Tue 13 October 2020:
The blog post also outlined the platform’s plans to direct people with general information about the flu vaccine and how to get it, using its “Preventive Health” tool.
Facebook, which has been under pressure from politicians and public health groups to crack down on anti-vaccine content and misinformation on its platform, said that although a COVID-19 vaccine would not be available for some time, the pandemic had highlighted the importance of preventive health behaviours.
Facebook said Tuesday it is launching a new global policy that bans ads that discourage people from getting vaccines. The company previously had a policy against vaccine hoaxes that were publicly identified by global health organizations.
“Now, if an ad explicitly discourages someone from getting a vaccine, we’ll reject it,” the company’s head of health, Kang-Xing Jin, and its director of product management, Rob Leathern, said in a blog post Tuesday.
Facebook said it would begin to enforce the new policy in the next few days.

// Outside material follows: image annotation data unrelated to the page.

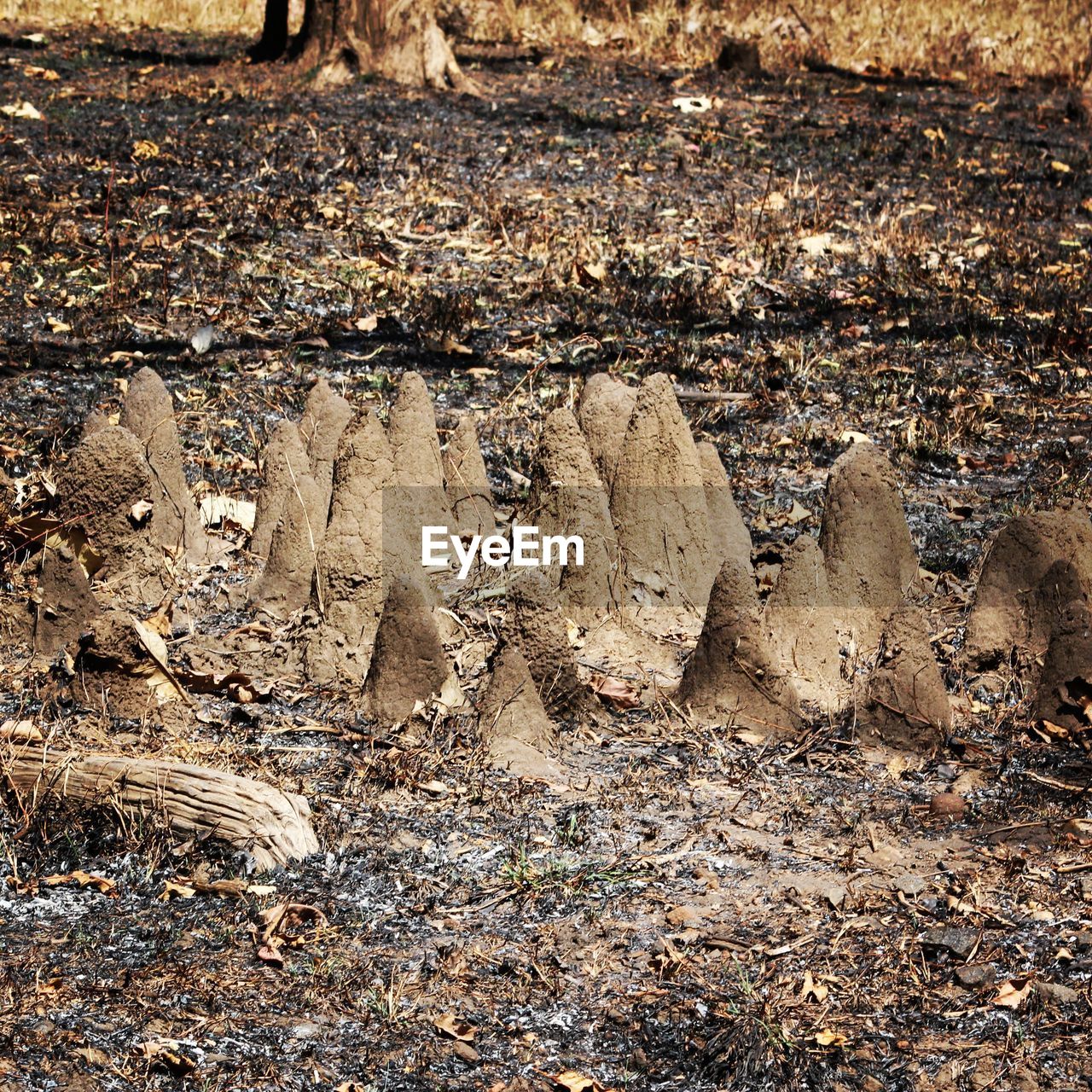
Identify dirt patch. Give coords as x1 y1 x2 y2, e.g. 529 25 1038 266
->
578 371 638 489
819 442 917 652
57 427 169 604
119 368 210 561
250 418 312 559
508 569 598 723
479 641 565 783
301 410 395 682
859 604 952 754
1034 600 1092 738
964 510 1092 685
34 546 98 656
249 472 324 621
697 440 752 568
611 374 712 616
299 377 352 523
764 535 849 713
675 558 800 736
526 406 618 623
365 577 451 726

“Our goal is to help messages about the safety and efficacy of vaccines reach a broad group of people, while prohibiting ads with misinformation that could harm public health efforts,” the company said.

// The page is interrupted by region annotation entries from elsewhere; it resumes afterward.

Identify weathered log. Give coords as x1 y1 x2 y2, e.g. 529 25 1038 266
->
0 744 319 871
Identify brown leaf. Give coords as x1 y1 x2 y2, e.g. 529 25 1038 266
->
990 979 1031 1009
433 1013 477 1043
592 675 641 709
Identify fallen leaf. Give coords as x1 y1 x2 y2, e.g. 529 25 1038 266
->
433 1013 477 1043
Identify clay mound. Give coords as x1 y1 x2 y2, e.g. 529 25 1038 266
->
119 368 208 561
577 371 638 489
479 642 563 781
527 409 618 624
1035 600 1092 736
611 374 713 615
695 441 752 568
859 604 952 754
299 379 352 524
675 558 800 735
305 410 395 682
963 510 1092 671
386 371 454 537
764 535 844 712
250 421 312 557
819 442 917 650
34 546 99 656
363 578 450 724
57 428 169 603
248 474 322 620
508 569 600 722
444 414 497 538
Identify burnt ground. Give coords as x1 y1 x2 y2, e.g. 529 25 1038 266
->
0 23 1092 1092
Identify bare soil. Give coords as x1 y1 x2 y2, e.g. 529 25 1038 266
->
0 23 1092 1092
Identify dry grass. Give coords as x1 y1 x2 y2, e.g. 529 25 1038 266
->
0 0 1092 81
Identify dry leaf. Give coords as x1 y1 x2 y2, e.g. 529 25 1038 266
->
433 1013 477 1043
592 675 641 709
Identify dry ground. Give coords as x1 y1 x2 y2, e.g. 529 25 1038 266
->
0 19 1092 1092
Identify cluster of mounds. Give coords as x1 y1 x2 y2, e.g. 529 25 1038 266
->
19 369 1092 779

“We already don’t allow ads with vaccine hoaxes that have been publicly identified by leading global health organizations, such as the World Health Organization (WHO) and the US Centers for Disease Control and Prevention (CDC),” it added.
The blog post also outlined the platform’s plans to direct people with general information about the flu vaccine and how to get it, using its “Preventive Health” tool.
It also said it’s working with the World Health Organization and UNICEF “on public health messaging campaigns to increase immunization rates.”
Earlier this year, Facebook Public Policy Manager Jason Hirsch told Reuters news agency the company believed users should be able to express such personal views and that more aggressive censorship could push people hesitant about vaccines towards the anti-vaccine camp.
However, at least one researcher suggested Facebook’s move is a case of too little, too late.
“I think a lot vaccine [hesitancy] researchers know the potential that Facebook has to promote vaccine hesitancy,” said Kolina Koltai, a vaccine researcher at the Center for an Informed Public at the University of Washington.
“This is one step in the correct direction but still there is much work to be done to correct the damage that has already been done.” Moreover, Koltai pointed out that there’s still a lot of vaccine-hesitant content in groups and pages.